Donau Zeitung

Radsport droht der Kollaps

Die gesamte Branche hängt an der Tour

-

Berlin Am 29. August soll die Tour de France in Nizza losrollen. So lautet der Plan der Radsport-Branche. Ob es dann zu großen Einschränk­ungen im Zuge der Coronaviru­sKrise kommt oder Zuschauer womöglich nicht am Straßenran­d stehen können, ist für die Teams zweitrangi­g. Das französisc­he Nationalhe­iligtum darf nicht fallen, sonst droht der Branche der Kollaps.
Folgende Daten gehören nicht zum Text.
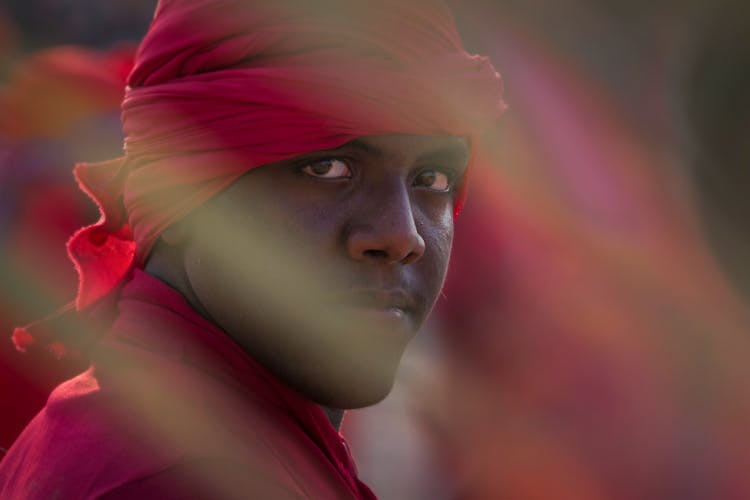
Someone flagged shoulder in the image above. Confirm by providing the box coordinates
[101,458,307,500]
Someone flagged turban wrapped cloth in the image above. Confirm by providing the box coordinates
[68,0,504,310]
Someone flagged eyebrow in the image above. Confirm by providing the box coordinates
[337,139,469,166]
[338,139,385,158]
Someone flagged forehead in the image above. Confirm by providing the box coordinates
[333,134,469,163]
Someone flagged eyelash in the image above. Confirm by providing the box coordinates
[295,156,460,193]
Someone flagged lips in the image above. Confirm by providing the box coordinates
[339,289,417,339]
[346,289,415,312]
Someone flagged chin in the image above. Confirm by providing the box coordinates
[299,359,408,410]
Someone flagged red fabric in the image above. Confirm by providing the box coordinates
[0,271,374,499]
[0,47,135,452]
[69,0,503,309]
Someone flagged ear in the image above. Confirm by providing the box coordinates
[161,220,187,247]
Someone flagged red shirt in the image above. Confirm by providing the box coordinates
[0,271,375,499]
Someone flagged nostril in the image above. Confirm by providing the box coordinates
[363,250,388,259]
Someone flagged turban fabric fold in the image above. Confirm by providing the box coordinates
[68,0,504,310]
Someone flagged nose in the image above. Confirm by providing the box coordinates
[346,184,425,264]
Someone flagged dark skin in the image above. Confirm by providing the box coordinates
[146,135,469,426]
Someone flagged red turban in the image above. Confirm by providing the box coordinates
[68,0,503,310]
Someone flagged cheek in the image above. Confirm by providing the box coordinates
[420,210,453,296]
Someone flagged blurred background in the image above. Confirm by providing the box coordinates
[0,0,750,500]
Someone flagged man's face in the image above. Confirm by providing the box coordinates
[177,135,469,408]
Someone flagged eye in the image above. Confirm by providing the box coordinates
[414,170,453,193]
[302,158,352,179]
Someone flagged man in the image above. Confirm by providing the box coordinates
[0,0,502,498]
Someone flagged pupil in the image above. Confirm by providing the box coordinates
[312,161,331,175]
[421,172,436,186]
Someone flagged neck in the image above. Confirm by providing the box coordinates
[320,405,345,430]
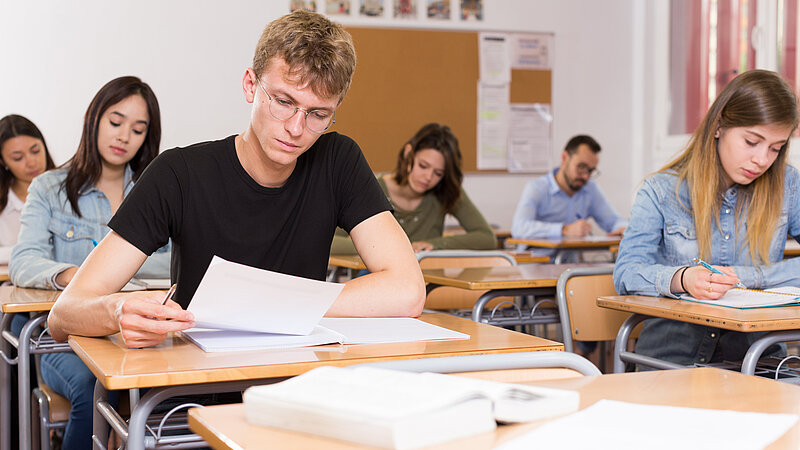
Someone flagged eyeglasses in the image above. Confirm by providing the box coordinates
[256,77,336,133]
[575,163,600,178]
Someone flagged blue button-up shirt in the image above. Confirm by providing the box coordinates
[614,166,800,364]
[9,167,170,289]
[511,169,627,256]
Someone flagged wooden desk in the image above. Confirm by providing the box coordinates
[189,368,800,450]
[597,295,800,375]
[69,314,564,450]
[422,264,612,325]
[506,236,621,264]
[328,251,550,270]
[442,226,511,248]
[0,286,61,449]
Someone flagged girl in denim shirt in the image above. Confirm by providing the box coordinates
[0,114,55,264]
[9,77,170,449]
[614,70,800,365]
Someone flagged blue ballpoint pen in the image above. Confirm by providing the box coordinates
[692,258,747,289]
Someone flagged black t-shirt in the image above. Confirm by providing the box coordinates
[109,133,391,308]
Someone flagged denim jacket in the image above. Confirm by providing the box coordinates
[614,166,800,364]
[9,166,170,289]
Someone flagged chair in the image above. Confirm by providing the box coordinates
[556,266,630,360]
[352,351,602,382]
[417,250,517,311]
[31,380,71,450]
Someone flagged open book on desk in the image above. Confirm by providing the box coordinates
[680,287,800,309]
[182,317,469,352]
[244,366,579,449]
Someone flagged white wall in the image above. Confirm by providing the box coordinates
[0,0,644,228]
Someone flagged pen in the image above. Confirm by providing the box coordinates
[161,283,178,305]
[692,258,747,289]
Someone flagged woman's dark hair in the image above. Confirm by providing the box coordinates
[63,77,161,217]
[393,123,464,213]
[0,114,56,211]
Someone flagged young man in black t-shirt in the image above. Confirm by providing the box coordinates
[48,11,425,347]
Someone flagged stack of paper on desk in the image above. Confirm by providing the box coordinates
[680,287,800,309]
[183,256,469,352]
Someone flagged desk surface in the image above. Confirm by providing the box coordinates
[69,314,564,390]
[597,295,800,332]
[328,251,550,270]
[0,286,61,313]
[506,236,621,249]
[422,264,608,290]
[189,368,800,450]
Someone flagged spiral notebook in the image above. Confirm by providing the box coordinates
[680,287,800,309]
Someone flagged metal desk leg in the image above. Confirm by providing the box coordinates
[92,381,108,450]
[742,330,800,375]
[472,288,553,322]
[17,312,47,450]
[614,314,648,373]
[0,313,14,450]
[553,249,567,264]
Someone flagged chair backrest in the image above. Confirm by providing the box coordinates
[417,250,517,310]
[556,266,630,352]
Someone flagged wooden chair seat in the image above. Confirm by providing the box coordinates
[39,383,72,422]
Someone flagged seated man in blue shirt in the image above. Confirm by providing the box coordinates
[511,135,627,255]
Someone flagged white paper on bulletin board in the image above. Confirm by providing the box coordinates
[508,103,553,172]
[509,33,553,70]
[477,81,510,170]
[478,32,511,85]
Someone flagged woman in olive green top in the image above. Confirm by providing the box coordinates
[331,123,497,255]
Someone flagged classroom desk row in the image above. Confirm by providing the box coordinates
[189,368,800,450]
[69,314,564,450]
[597,295,800,375]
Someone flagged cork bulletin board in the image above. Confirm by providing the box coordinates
[332,27,552,172]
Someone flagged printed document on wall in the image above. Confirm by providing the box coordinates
[478,33,511,85]
[510,33,553,70]
[477,82,509,169]
[508,103,553,172]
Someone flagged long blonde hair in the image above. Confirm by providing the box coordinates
[659,70,798,264]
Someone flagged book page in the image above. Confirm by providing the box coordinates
[497,400,797,450]
[320,317,469,344]
[187,256,344,335]
[244,366,488,420]
[680,288,800,308]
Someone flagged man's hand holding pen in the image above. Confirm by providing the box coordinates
[115,285,194,348]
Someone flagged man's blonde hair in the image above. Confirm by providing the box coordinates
[253,10,356,101]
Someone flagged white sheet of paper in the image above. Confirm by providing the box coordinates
[497,400,798,450]
[181,326,344,352]
[187,256,344,335]
[319,317,469,344]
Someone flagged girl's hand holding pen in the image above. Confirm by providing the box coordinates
[676,265,739,300]
[116,286,194,348]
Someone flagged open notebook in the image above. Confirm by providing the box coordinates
[182,256,469,352]
[680,287,800,309]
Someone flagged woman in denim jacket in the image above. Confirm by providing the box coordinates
[614,70,800,365]
[9,77,170,449]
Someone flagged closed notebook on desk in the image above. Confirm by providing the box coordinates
[244,366,579,449]
[680,287,800,309]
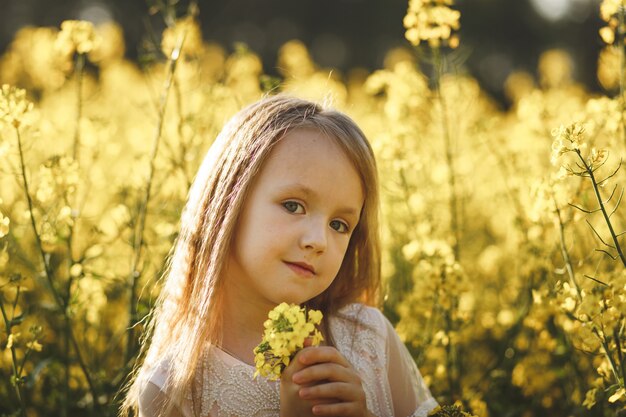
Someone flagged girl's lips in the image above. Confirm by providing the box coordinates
[284,261,315,277]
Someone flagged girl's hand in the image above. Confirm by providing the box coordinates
[290,346,370,417]
[280,343,330,417]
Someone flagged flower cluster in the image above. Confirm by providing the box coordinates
[0,84,33,129]
[600,0,624,45]
[550,123,587,165]
[55,20,99,55]
[403,0,461,48]
[254,303,324,380]
[428,404,472,417]
[0,207,10,238]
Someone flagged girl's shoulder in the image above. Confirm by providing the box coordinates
[331,303,390,342]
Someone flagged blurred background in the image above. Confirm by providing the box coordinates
[0,0,601,106]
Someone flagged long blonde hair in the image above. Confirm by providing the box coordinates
[120,95,380,416]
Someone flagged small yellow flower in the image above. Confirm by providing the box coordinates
[26,340,43,352]
[254,303,324,380]
[609,388,626,403]
[55,20,99,55]
[6,333,22,349]
[0,84,33,129]
[403,0,461,48]
[0,212,10,238]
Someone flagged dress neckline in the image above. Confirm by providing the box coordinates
[213,345,256,370]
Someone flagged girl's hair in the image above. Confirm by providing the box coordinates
[120,95,380,415]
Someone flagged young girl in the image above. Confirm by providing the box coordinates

Die Auswirkung­en der Pandemie sind jetzt schon gravierend. Bei mehr als 25 Prozent der 19 WorldTour-Teams wurden die Gehälter gekürzt. Vor allem der CCC-Rennstall, für den auch der frühere deutsche Tour-Etappengew­inner Simon Geschke sowie Olympiasie­ger Greg van Avermaet fahren, befindet sich arg in Schieflage. Das Management der Schuhgesch­äfte-Kette überlegt, aufgrund der Einbußen sich aus dem Sponsoring zurückzuzi­ehen. Alle Mitarbeite­r aus dem Betreuerst­ab mussten bis auf wenige Ausnahmen freigestel­lt und die Fahrer-Gehälter stark gekürzt werden. Von bis zu 80 Prozent ist die Rede.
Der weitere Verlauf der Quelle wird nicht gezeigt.